The ethics of winning an election
Professor Tan Sri Dato' Dzulkifli Abdul Razak
My View - The Sun Daily
April 10, 2018
DISCERNING students of leadership are convinced that the "election campaign" began long before the dissolution of Parliament last week. The hint is not hard to find. It is most apparent with the change in leadership style. Earlier, we were accustomed to being bombarded with the word "transformation" (think ETP, GTP, TN50), but of late it is something different. The rhetoric may be similar but what is translated on the ground is hardly the same, be it consciously or otherwise.
Slowly but surely the style of leadership has taken a major twist to what looks like a "transactional" model. So what is the difference?
For one it is not necessarily transformational in nature, in fact it can be the contrary. In this case, the model is often regarded as "inferior", rather passive and inefficient because it can recede into the "laissez-faire" type. Therefore it is less preferred except for the purposes of some quick short-term gains.
By definition transactional leadership is more commonly regarded as one that seeks to maintain the status quo rather than change, let alone a transformational one. It is often routine- and procedural-based, locked down on existing rules with a business-as-usual mindset. It is not known as being proactive or creative. And more about authority, supervision and command-and-control focused on "finding" fault and deviation from the existing norms instead of empowering the followers. Indeed transactional leaders are keen to promote "compliance" among the followers through the use of both reward and punishment. This enhances the culture of fear and even blind loyalty or herd mentality since most are averse to risk-taking thus preferring to play it safe. Hence maintaining the status quo.
As such the leadership style works on motivating the followers by appealing to their self-interest while asserting the leadership authorities to get the "transaction" done as a measure of performance. The level of performance will then be the measure of reward and/or punishment depending on what suits the interest of the leaders. The analogy that best describes the situation is: "I scratch your back, you scratch mine." If either one fails to live up to what was agreed then the transaction lapses. It is therefore easy to see why and how leaders switch to the transactional mode when election is in the air where power becomes the most decisive means to an end. After all transactional leadership style is most suited for short-term, project-based activities (as in political elections) where the use of "money" acts as a very convenient form of medium to facilitate and forge a transaction in exchange for votes.
It is therefore not a coincidence that in almost all election-related speeches or activities some amount of "money" is being mentioned or offered "dressed" in various forms (perks, projects, positions) for various reasons – right or wrong.

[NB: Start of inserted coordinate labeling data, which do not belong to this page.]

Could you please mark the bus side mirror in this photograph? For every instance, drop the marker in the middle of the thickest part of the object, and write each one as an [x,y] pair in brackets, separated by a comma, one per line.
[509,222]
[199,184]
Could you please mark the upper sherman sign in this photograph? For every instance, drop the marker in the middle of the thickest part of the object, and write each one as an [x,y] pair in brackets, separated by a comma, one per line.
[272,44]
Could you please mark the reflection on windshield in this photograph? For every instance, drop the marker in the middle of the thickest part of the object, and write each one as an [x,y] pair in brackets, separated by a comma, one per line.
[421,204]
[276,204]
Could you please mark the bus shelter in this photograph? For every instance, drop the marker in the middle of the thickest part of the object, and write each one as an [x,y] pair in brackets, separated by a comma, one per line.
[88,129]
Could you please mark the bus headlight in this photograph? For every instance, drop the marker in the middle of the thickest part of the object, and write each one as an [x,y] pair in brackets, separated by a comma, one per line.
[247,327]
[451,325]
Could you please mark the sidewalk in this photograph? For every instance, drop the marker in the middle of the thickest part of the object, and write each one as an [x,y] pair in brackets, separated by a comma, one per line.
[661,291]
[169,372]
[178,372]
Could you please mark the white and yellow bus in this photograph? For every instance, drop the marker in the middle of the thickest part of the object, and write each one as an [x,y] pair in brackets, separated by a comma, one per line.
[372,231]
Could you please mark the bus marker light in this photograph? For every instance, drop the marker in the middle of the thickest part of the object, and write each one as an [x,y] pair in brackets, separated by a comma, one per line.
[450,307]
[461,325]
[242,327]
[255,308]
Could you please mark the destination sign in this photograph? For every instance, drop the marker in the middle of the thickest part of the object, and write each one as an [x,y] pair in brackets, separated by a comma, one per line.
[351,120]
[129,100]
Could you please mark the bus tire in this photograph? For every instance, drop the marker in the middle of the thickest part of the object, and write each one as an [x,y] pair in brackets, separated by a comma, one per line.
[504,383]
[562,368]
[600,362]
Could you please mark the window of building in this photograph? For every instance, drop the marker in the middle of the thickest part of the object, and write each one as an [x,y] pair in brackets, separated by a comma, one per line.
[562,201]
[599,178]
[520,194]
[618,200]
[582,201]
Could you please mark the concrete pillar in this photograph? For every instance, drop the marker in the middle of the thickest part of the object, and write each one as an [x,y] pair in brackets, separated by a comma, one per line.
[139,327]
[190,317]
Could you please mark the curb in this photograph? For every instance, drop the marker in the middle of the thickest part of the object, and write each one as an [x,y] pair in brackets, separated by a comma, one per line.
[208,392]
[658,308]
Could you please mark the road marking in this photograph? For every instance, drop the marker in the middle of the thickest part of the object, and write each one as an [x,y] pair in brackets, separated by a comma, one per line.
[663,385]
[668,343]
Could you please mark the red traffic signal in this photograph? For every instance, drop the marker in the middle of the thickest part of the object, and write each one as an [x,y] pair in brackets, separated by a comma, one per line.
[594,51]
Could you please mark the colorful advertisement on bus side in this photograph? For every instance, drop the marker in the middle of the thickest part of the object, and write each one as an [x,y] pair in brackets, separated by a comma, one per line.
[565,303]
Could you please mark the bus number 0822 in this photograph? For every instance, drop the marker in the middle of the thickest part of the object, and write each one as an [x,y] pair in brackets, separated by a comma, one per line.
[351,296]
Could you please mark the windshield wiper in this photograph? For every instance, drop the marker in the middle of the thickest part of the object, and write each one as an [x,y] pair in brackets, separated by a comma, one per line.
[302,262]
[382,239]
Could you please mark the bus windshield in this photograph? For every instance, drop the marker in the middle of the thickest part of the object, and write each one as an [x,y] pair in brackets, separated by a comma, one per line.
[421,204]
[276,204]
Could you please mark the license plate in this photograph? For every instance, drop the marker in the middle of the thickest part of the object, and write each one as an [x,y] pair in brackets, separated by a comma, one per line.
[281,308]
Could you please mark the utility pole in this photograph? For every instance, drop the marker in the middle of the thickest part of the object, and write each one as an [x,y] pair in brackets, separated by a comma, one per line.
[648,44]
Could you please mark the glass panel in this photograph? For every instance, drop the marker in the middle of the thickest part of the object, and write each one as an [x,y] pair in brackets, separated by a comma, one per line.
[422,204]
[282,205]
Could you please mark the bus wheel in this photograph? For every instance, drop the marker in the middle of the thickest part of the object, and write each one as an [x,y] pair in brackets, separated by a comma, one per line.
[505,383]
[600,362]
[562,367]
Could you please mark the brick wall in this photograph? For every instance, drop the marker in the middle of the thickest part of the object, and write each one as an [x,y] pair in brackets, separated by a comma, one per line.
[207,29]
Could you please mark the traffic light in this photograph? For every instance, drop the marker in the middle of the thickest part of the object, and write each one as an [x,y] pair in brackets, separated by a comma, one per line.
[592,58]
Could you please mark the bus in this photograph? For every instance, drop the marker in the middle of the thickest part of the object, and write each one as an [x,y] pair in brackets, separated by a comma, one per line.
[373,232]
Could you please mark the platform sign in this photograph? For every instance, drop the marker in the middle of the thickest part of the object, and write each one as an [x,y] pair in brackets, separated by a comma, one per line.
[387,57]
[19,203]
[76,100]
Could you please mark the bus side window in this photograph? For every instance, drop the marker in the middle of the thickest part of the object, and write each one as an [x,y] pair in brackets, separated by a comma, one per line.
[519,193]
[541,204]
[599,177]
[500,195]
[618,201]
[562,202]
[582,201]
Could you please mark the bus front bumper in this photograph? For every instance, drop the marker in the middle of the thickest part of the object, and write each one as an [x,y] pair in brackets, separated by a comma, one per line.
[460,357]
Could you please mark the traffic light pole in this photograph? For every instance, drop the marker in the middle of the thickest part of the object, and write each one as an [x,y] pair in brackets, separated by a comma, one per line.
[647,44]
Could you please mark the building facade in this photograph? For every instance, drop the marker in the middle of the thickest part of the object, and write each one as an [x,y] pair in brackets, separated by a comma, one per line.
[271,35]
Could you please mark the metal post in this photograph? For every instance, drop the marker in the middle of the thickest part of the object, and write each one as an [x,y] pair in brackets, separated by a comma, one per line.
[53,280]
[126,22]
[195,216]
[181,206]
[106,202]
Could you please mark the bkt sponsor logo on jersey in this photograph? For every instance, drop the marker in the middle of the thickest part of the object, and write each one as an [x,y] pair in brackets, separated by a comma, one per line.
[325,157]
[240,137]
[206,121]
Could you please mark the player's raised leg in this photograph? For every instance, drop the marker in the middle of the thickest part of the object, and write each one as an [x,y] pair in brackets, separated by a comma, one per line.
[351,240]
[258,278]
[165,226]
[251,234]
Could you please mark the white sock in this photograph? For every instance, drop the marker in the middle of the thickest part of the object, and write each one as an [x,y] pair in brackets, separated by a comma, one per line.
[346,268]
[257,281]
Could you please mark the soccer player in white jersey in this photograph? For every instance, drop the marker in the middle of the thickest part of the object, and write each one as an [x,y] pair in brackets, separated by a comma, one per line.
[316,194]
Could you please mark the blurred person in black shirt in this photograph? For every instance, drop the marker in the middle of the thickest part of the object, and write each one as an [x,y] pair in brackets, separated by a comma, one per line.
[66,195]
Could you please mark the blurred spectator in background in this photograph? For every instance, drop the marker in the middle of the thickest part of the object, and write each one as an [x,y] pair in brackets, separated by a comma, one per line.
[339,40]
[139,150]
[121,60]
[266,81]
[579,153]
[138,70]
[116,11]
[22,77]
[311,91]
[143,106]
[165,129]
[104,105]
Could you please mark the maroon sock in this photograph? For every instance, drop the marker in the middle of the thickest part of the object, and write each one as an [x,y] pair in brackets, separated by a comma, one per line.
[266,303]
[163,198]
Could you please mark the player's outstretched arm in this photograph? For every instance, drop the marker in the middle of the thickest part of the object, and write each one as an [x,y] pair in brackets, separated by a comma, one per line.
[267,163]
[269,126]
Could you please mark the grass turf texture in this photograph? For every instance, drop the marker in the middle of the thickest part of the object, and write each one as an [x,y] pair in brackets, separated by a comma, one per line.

At times it is more directly "given out" to those purported as "needy" in full view of the media with the giver smiling away at the camera rather than sympathising with the recipients. There is also no shortage of billboards and advertisements depicting picture of "cash" as some form of incentives promoted by political parties.
What is sad about all this kind of "transaction" is the pressure to stay beholden to the "giver" taking away the democratic rights of the "receiver". Some dub it as "voter buying". Sadder still is when this breeds a culture of dependency and subtly corruption latched to the perks, projects and positions as a form of unethical political favours.
The concern for such subtleties is heightened in today's era of sophisticated technology, when transactional leadership is easier to abuse away from the scrutiny of the public eyes. Firewalled by the specially designed programmes (even laws) most "transactions" can be clandestinely protected and executed. This seems to be at the very heart of what is plaguing modern democracy as witnessed in some recent elections involving democratically matured nations. That leaves a gaping question as to where developing and less democratic countries stand in the practice of the same beginning with the electoral process.
To what extent will the all-encompassing "transformation" previously promoted remain ethical is the crux of the question that continues to be asked. More so taking the perspective of James MacGregor Burns who replaced the "transactional" leadership model with the "transformational" version. He defined the latter as "leaders and followers racing each other to a higher level of morality and motivation" in achieving common goals. Unlike the transactional approach, it is not based on a "give and take" relationship but governed by integrity and ethical values which are of absolute importance as in all manner of elections. Because it will ultimately colour the kind of democratic principles and processes shaping the "real" future of the nation. Our duty is to ascertain that elections are ethically won before they can be regarded as truly transformational.